Dr. Kane says that in typical North Carolina elementary schools,
nearly one-third of the variance in school reading gains is a result of
this "luck of the draw," that is, whether this year's seemingly
identical students are easier to teach than last year's.
This affects small schools more, Dr. Kane says, because a few
extreme scores can more easily distort an average. Thus, small schools
with big gains may seem more effective. But small schools also more
often post tiny gains or even losses. A small school's results may have
more to do with sampling error than school quality.
Also, even at large schools, a rainy day or other random events may
change children's dispositions. This can affect a school's rank: nearly
another third of the variance in score gains is linked to the fact that
a school's average can vary from one day to another.

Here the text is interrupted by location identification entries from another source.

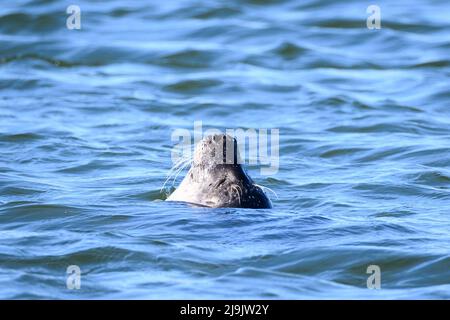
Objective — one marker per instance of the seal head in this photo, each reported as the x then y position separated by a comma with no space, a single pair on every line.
217,178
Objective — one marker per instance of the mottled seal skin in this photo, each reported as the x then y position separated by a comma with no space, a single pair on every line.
217,179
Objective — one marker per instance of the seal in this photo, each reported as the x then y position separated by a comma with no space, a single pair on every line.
217,179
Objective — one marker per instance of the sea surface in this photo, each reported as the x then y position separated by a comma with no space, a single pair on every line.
86,118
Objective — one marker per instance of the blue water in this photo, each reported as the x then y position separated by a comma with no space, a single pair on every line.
86,118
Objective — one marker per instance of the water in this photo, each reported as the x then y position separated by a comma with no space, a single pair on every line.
86,118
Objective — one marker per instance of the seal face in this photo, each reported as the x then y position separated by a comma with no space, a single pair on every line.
217,179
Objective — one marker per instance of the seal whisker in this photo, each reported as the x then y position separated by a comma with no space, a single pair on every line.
177,167
264,189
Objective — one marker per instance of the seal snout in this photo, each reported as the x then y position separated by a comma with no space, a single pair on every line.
217,149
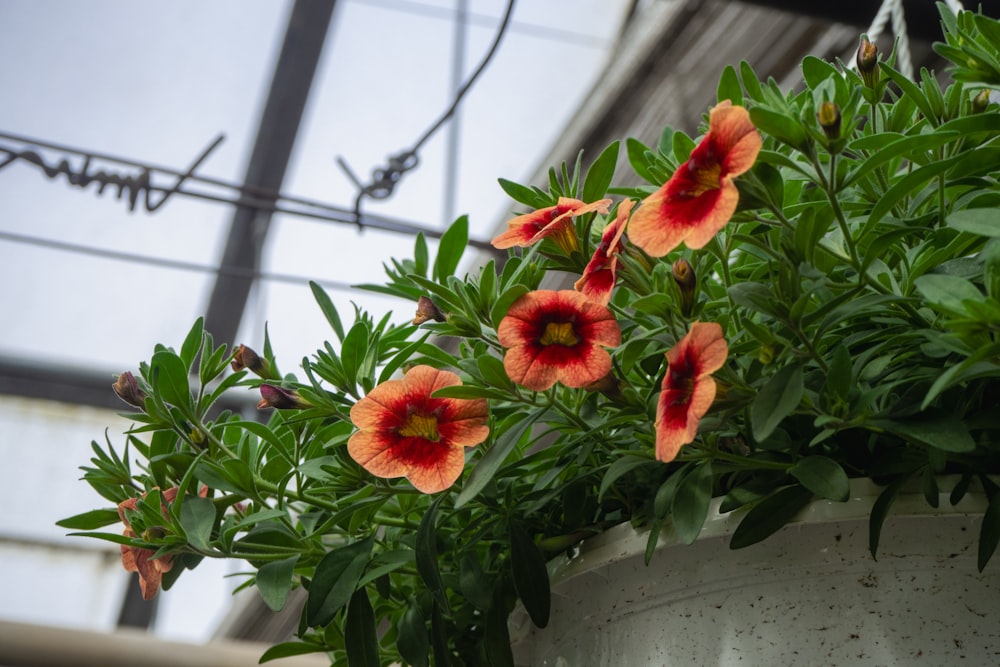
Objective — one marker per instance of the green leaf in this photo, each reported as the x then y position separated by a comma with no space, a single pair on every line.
822,476
944,432
989,532
619,468
426,554
192,343
450,249
982,221
289,649
413,640
90,520
689,508
531,578
170,380
775,401
335,579
600,173
360,637
274,581
880,510
729,87
197,519
769,515
329,310
487,466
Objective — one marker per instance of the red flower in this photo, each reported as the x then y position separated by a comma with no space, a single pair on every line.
403,431
688,390
557,337
700,198
598,279
552,221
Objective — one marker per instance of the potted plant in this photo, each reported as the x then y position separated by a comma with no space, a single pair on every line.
805,295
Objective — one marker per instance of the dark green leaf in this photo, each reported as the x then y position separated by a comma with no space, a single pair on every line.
450,249
689,508
769,515
274,581
531,578
823,476
90,520
778,399
413,640
989,533
197,517
336,577
360,637
426,554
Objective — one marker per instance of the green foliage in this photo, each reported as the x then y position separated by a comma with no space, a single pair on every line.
857,286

North Carolina solved one problem while creating another. Like the
Bush plan, the state's program judges schools by annual gains, not
absolute scores, to avoid rewarding schools that test well only because
they have privileged students. But sampling and random events affect
both earlier and later scores, compounding the inaccuracy.
David Rogosa, a professor of education statistics at Stanford
University, is analyzing error rates in California, where teachers at
schools with rising scores will soon receive bonuses as high as $25,000
Professor Rogosa estimated that if awards were based on school
averages alone, over one-fourth of schools with no gains would still
But California avoids this problem by insisting that schools succeed
for low-income students and each minority group, as well as schoolwide.
This reduces the chances of undeserved awards, because simultaneous
false gains in each group are unlikely.
But the reverse is also true. Schools deserving rewards will be more
likely to lose them because if any group fails as a result of random
events or sampling error, the school will be disqualified. Diverse
schools will fail more often; they have more subgroups where false
declines can occur.
President Bush wants to hold schools accountable for gains
schoolwide as well as for disadvantaged students. So if either the
school or the disadvantaged group posts a false decline, the school
could be wrongly labeled failing. But the president's requirement that
sanctions follow two successive years of failure is a partial safeguard
against measurement error.
The administration's proposal is intended to spur achievement.
Schools showing adequate progress will be encouraged to continue their
practices; failing schools should change their ways.
But if the wrong schools are sanctioned, what message do we send?
Will unfairly sanctioned schools drop methods that work? Will
ineffective schools get rewards and continue poor teaching?
Surely we can find better ways to measure schools than relying on an
annual test.